My parents were born Amish, and both come from typically large families—each with seven siblings. My grandparents on both sides left the most orthodox group when my parents were young, but they stayed close to the Amish and Mennonite communities. I grew up in the heart of Lancaster County, near the little towns of Gap and Intercourse. My earliest memories include hours of outdoor play with our next-door neighbors, an Amish family that lived beside ours for 28 years. My buddy was Gideon. We played horse-and-buggy using my mother’s garden cart.

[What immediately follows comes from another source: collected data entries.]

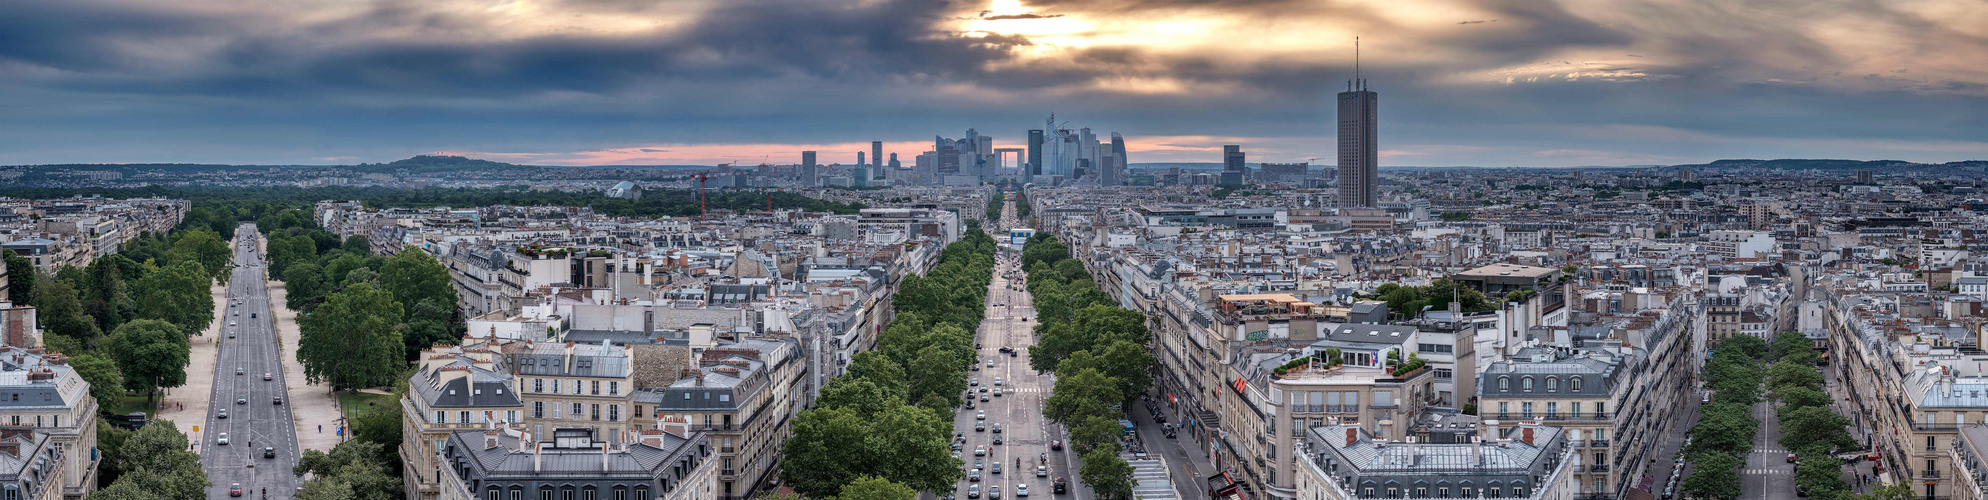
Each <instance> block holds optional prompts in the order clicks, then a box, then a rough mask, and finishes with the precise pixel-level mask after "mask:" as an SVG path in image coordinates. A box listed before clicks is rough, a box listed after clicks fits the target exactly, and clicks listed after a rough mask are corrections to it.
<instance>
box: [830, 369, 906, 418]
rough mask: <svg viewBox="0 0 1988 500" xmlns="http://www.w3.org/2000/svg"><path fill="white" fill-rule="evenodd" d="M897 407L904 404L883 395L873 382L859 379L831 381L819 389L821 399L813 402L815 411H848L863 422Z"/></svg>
mask: <svg viewBox="0 0 1988 500" xmlns="http://www.w3.org/2000/svg"><path fill="white" fill-rule="evenodd" d="M897 405H905V403H903V401H899V399H897V397H893V395H889V393H885V391H883V389H881V387H877V383H875V381H869V379H859V377H835V379H831V381H829V383H827V385H823V387H821V399H817V401H815V407H817V409H849V411H853V413H855V415H857V417H861V419H863V421H869V419H875V417H877V415H881V413H885V411H889V409H891V407H897Z"/></svg>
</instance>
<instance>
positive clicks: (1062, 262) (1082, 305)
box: [1022, 234, 1153, 500]
mask: <svg viewBox="0 0 1988 500" xmlns="http://www.w3.org/2000/svg"><path fill="white" fill-rule="evenodd" d="M1022 266H1024V268H1026V270H1028V292H1030V296H1032V298H1034V300H1036V319H1040V321H1038V323H1036V339H1038V343H1036V345H1034V347H1030V351H1028V355H1030V359H1028V363H1030V367H1032V369H1036V371H1038V373H1056V387H1052V391H1050V399H1048V401H1044V409H1042V415H1044V417H1048V419H1050V421H1054V423H1060V425H1064V429H1070V444H1072V446H1076V448H1077V450H1079V452H1083V468H1079V470H1077V474H1079V476H1081V480H1083V484H1087V486H1089V488H1091V490H1093V492H1095V494H1097V496H1099V498H1105V500H1121V498H1131V488H1133V486H1135V480H1133V478H1131V464H1127V462H1125V458H1119V440H1117V437H1119V423H1117V421H1119V417H1121V415H1123V409H1125V407H1127V405H1131V403H1133V401H1135V399H1137V397H1139V395H1143V393H1145V391H1147V389H1149V387H1153V375H1151V369H1153V355H1151V353H1149V351H1147V347H1145V345H1147V343H1151V339H1153V333H1151V331H1149V329H1147V325H1145V315H1143V313H1139V312H1133V310H1125V308H1119V306H1117V302H1113V300H1111V296H1105V294H1103V292H1101V290H1097V284H1095V282H1091V274H1089V272H1085V270H1083V264H1081V262H1077V260H1072V258H1070V248H1068V246H1066V244H1062V242H1058V240H1056V236H1048V234H1036V236H1032V238H1030V242H1028V244H1026V246H1024V250H1022Z"/></svg>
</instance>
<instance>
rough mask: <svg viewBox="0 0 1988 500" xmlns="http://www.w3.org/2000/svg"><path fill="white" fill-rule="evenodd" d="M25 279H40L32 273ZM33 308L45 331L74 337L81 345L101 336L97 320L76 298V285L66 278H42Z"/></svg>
mask: <svg viewBox="0 0 1988 500" xmlns="http://www.w3.org/2000/svg"><path fill="white" fill-rule="evenodd" d="M26 278H28V280H24V282H42V280H38V278H36V276H34V274H30V276H26ZM34 308H36V310H38V312H36V315H38V317H42V325H44V327H46V329H48V333H56V335H64V337H70V339H76V343H80V345H83V347H89V345H91V343H97V337H99V335H101V331H97V319H95V317H89V315H87V313H83V302H82V300H78V296H76V286H74V284H72V282H68V280H46V282H44V284H40V292H38V294H34Z"/></svg>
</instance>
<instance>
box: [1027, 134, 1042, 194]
mask: <svg viewBox="0 0 1988 500" xmlns="http://www.w3.org/2000/svg"><path fill="white" fill-rule="evenodd" d="M1038 175H1042V131H1040V129H1038V131H1028V165H1024V167H1022V183H1030V181H1036V177H1038Z"/></svg>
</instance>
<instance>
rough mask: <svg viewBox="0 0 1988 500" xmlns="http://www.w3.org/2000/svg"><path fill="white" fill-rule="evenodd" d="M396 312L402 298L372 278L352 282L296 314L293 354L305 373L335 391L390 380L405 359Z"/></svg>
mask: <svg viewBox="0 0 1988 500" xmlns="http://www.w3.org/2000/svg"><path fill="white" fill-rule="evenodd" d="M400 315H402V306H400V302H396V300H394V296H392V294H388V292H386V290H382V288H378V286H372V284H352V286H348V288H346V290H342V292H338V294H332V296H328V298H326V302H324V304H322V306H318V308H316V310H312V313H310V315H304V317H302V319H298V329H300V333H302V337H300V339H298V345H296V359H298V363H302V365H304V377H306V379H308V381H310V383H320V381H324V383H330V385H332V389H334V391H336V389H362V387H378V385H392V383H394V381H396V379H398V377H400V373H402V367H406V365H408V363H406V357H404V355H402V349H406V345H404V343H402V339H400Z"/></svg>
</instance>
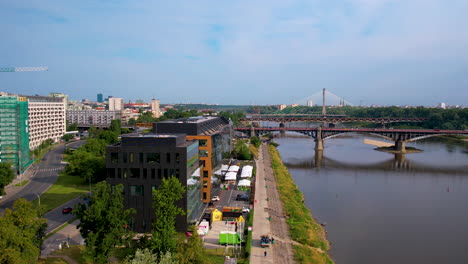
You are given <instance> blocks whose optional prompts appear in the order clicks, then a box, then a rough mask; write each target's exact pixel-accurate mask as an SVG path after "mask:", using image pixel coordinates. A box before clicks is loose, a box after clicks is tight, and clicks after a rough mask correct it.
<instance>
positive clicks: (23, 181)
mask: <svg viewBox="0 0 468 264" xmlns="http://www.w3.org/2000/svg"><path fill="white" fill-rule="evenodd" d="M28 182H29V181H22V182H20V183H17V184H15V185H14V186H15V187H21V186H24V185H26V184H27V183H28Z"/></svg>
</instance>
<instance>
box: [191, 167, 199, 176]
mask: <svg viewBox="0 0 468 264" xmlns="http://www.w3.org/2000/svg"><path fill="white" fill-rule="evenodd" d="M192 177H200V168H198V169H196V170H195V171H194V172H193V174H192Z"/></svg>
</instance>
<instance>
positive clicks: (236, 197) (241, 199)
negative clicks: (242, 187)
mask: <svg viewBox="0 0 468 264" xmlns="http://www.w3.org/2000/svg"><path fill="white" fill-rule="evenodd" d="M236 201H249V197H248V196H247V195H238V196H237V197H236Z"/></svg>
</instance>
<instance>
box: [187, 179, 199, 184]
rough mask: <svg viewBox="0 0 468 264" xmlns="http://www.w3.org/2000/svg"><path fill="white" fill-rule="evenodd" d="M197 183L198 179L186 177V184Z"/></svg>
mask: <svg viewBox="0 0 468 264" xmlns="http://www.w3.org/2000/svg"><path fill="white" fill-rule="evenodd" d="M197 183H198V181H197V180H195V179H188V180H187V185H195V184H197Z"/></svg>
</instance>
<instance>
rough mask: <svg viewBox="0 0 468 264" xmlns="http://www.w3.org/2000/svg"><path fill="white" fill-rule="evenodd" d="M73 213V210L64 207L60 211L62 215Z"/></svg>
mask: <svg viewBox="0 0 468 264" xmlns="http://www.w3.org/2000/svg"><path fill="white" fill-rule="evenodd" d="M72 211H73V208H71V207H65V208H63V209H62V214H69V213H71V212H72Z"/></svg>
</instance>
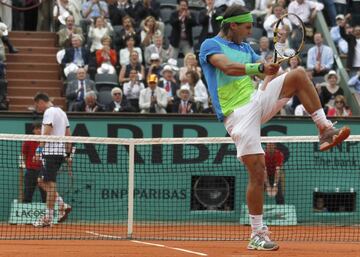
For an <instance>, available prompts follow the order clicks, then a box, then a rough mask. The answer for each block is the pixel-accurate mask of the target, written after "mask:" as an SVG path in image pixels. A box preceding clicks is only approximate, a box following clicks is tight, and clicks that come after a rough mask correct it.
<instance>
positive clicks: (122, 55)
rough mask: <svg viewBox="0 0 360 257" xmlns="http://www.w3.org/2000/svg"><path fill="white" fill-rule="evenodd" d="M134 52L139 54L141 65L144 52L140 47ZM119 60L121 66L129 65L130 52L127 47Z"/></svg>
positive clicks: (122, 52)
mask: <svg viewBox="0 0 360 257" xmlns="http://www.w3.org/2000/svg"><path fill="white" fill-rule="evenodd" d="M134 50H135V51H136V52H138V53H139V63H142V51H141V48H140V47H134ZM119 60H120V64H121V65H128V64H129V63H130V52H129V49H128V48H127V47H125V48H123V49H121V50H120V52H119Z"/></svg>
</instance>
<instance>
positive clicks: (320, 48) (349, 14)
mask: <svg viewBox="0 0 360 257" xmlns="http://www.w3.org/2000/svg"><path fill="white" fill-rule="evenodd" d="M8 1H10V2H11V0H8ZM13 2H14V1H13ZM51 2H52V1H50V0H49V1H46V4H45V2H44V4H43V5H40V6H39V7H38V8H36V9H33V10H32V11H29V12H26V13H24V14H23V16H21V15H20V14H19V13H18V12H16V11H13V18H12V19H11V17H10V18H9V15H8V14H9V13H7V15H4V12H3V13H0V15H2V16H1V17H4V18H5V16H6V20H4V21H3V22H0V36H1V39H2V42H3V44H5V45H7V47H8V49H9V52H10V53H16V52H17V51H18V50H17V49H16V48H15V47H14V46H13V45H12V44H11V41H10V39H9V38H8V36H7V29H9V30H11V28H13V29H24V30H52V31H55V32H56V33H57V36H58V42H57V46H58V47H59V51H58V53H57V55H56V57H57V61H58V63H59V65H60V67H61V71H62V77H63V80H64V90H63V92H64V96H65V97H66V101H67V111H69V112H72V111H79V112H102V111H107V112H141V113H179V114H192V113H212V112H213V109H212V105H211V101H210V98H209V95H208V90H207V85H206V81H205V80H204V77H203V74H202V70H201V67H200V66H199V64H198V60H197V54H198V52H199V48H200V45H201V42H203V41H204V40H205V39H206V38H209V37H213V36H215V35H216V34H217V33H218V32H219V30H220V23H219V22H218V21H217V20H216V18H217V17H218V16H220V15H222V13H223V12H224V10H225V9H226V8H227V6H229V5H231V4H241V5H246V6H247V7H248V8H249V9H250V10H251V13H252V15H253V16H254V17H255V23H254V27H253V35H252V36H251V38H249V39H248V43H250V45H251V46H252V48H253V50H254V51H255V52H256V53H257V54H258V55H260V56H261V58H262V59H263V61H265V62H267V61H271V60H272V56H273V47H274V46H273V29H274V25H275V23H276V21H277V19H278V18H279V17H280V16H281V15H283V14H285V13H286V12H292V13H296V14H298V15H299V16H300V17H301V19H302V20H303V21H304V23H305V26H306V43H305V49H304V50H303V53H302V54H301V55H300V56H299V57H294V58H291V59H290V60H289V62H288V63H284V64H283V65H282V68H281V72H286V71H288V70H291V69H296V68H298V67H303V68H305V69H306V70H307V74H308V76H309V78H310V79H311V80H312V81H313V82H314V87H315V88H316V90H317V92H318V93H319V96H320V99H321V102H322V105H323V108H324V109H325V111H326V113H327V114H328V116H350V115H351V110H350V108H349V107H348V106H347V101H346V98H345V97H344V90H343V89H342V88H341V87H340V86H339V82H340V80H339V79H340V77H339V74H338V71H337V67H336V63H335V62H334V55H335V54H336V53H334V52H333V50H332V48H330V47H329V46H328V45H326V44H325V42H324V37H323V34H322V33H320V32H317V31H316V30H315V29H314V28H315V26H314V20H315V17H316V14H317V12H323V13H324V14H325V17H326V21H327V24H328V26H329V28H330V32H329V33H330V35H331V38H332V40H333V41H334V43H335V45H336V47H337V51H338V53H339V54H340V56H342V57H344V58H345V57H346V69H347V72H348V73H349V75H350V77H351V79H350V80H349V82H348V86H349V87H350V88H352V90H353V91H355V92H357V93H358V94H360V72H359V70H360V18H359V13H360V12H358V11H357V10H360V2H359V1H351V0H350V1H349V0H344V1H339V0H337V1H335V0H320V1H311V0H292V1H289V0H253V1H242V0H230V1H223V0H202V1H200V0H198V1H195V0H173V1H171V0H166V1H163V0H162V1H160V0H107V1H104V0H56V1H53V2H54V3H51ZM34 3H36V1H31V0H29V1H25V5H26V6H31V5H33V4H34ZM50 3H51V4H50ZM3 9H4V7H3ZM46 10H48V11H50V10H51V12H48V13H51V14H52V17H48V16H47V14H46ZM18 17H20V19H16V22H12V21H15V18H18ZM21 20H23V21H24V24H23V25H22V24H20V23H19V21H21ZM46 21H48V22H46ZM2 24H4V25H2ZM3 26H4V27H5V30H3ZM295 26H297V24H293V23H292V21H290V20H288V21H287V23H286V24H284V27H286V29H287V30H288V32H290V33H289V34H290V35H291V30H292V28H293V27H295ZM5 31H6V32H5ZM4 53H5V52H4V47H3V45H2V44H0V60H1V61H3V62H4V61H5V54H4ZM253 80H254V82H255V84H256V85H257V86H259V85H261V83H262V81H261V79H260V78H257V77H254V78H253ZM281 114H283V115H302V116H303V115H308V114H307V113H306V112H305V110H304V108H303V107H302V106H301V105H300V103H299V100H298V99H297V98H296V97H294V98H292V99H290V101H289V102H288V103H287V105H286V106H285V107H284V108H283V110H282V111H281Z"/></svg>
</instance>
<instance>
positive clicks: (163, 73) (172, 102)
mask: <svg viewBox="0 0 360 257" xmlns="http://www.w3.org/2000/svg"><path fill="white" fill-rule="evenodd" d="M161 73H162V76H163V79H162V80H161V81H160V82H159V84H158V87H162V88H164V89H165V91H166V93H167V96H168V105H167V109H166V111H167V112H172V110H173V103H174V100H176V99H177V98H178V97H177V95H176V92H177V90H178V89H179V84H178V83H177V82H176V80H175V79H174V73H173V69H172V68H171V66H170V65H165V67H164V68H163V70H162V72H161Z"/></svg>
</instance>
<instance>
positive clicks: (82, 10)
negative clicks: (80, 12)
mask: <svg viewBox="0 0 360 257" xmlns="http://www.w3.org/2000/svg"><path fill="white" fill-rule="evenodd" d="M108 14H109V11H108V5H107V3H106V2H104V1H100V0H89V1H87V2H85V3H83V5H82V15H83V17H84V18H85V19H92V18H95V17H99V16H102V17H108Z"/></svg>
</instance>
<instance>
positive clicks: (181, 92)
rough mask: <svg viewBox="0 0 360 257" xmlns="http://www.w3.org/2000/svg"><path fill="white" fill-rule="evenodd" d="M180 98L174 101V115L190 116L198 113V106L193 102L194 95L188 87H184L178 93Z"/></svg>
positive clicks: (173, 110) (178, 98)
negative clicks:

We continued many of the Amish traditions, like growing our own vegetables. Each spring, we’d plant, and throughout the summer, we’d pick onions, corn and peas. The hottest days of summer always seemed to fall on corn-husking day. My mom’s sisters, along with her mother, would come to my house at sunrise to beat the heat, and husk and package every ear they could. The bags would then be frozen, and we’d enjoy them throughout the year. Fall is apple season. We’d set aside a day to wash, peel and condense the fruit into applesauce—though the 100 jars Mom once made have dwindled a bit since my siblings and I moved away.
My parents often spoke in Pennsylvania Dutch to keep their conversations secret. Our limited understanding of the language pretty much guaranteed that we could never keep up, though my grandmother tried her best to teach us. For the first 20 years of my life, she lived in a house right beside ours. Our crazy “modern” lives always shocked her. Though no longer Amish in her later years, she held closely to the values of her youth. She passed away in 2012, and her influence will continue to guide my life.
I remember being pulled out of school early the day of the deadly shootings at a little Amish school in Nickel Mines, Pa. In the following weeks, the Amish community chose to forgive the shooter and reach out to his wife and family in the aftermath of the tragedy. In a conversation with a neighbor around that time, I expressed how I thought a lot people might see that as odd or backwards. She looked me in the eyes with an almost confused expression, saying, “Well, it’s just what we do.”
This culture has shaped who I am. In the fall of 2010, I moved to Philadelphia to pursue a photography degree at Temple University’s Tyler School of Art. Although I’d experienced life outside of Lancaster before coming to Philadelphia, nothing could’ve prepared me for the move. As the years passed, I fell in love with city life. I like the energy and activity that seems to meet me at every corner. But there are still days when I need to escape back to the rolling hills of Lancaster County.
History comes down to what people deem is important enough to record. As an image-maker, I’ve taken it upon myself to offer an accurate visual voice for a group that normally doesn’t place emphasis on capturing the everyday details. All the subjects are from my community, and when I started this project in the fall of 2011, my goal was to respectfully document them. In light of the media’s often-fictionalized portrayal of the culture in “reality” shows like Breaking Amish, it was unnerving to think how easily the facts can get lost in (mis)translation. I wanted to celebrate the Amish for what they truly are: simple, beautiful, different—yet strangely familiar.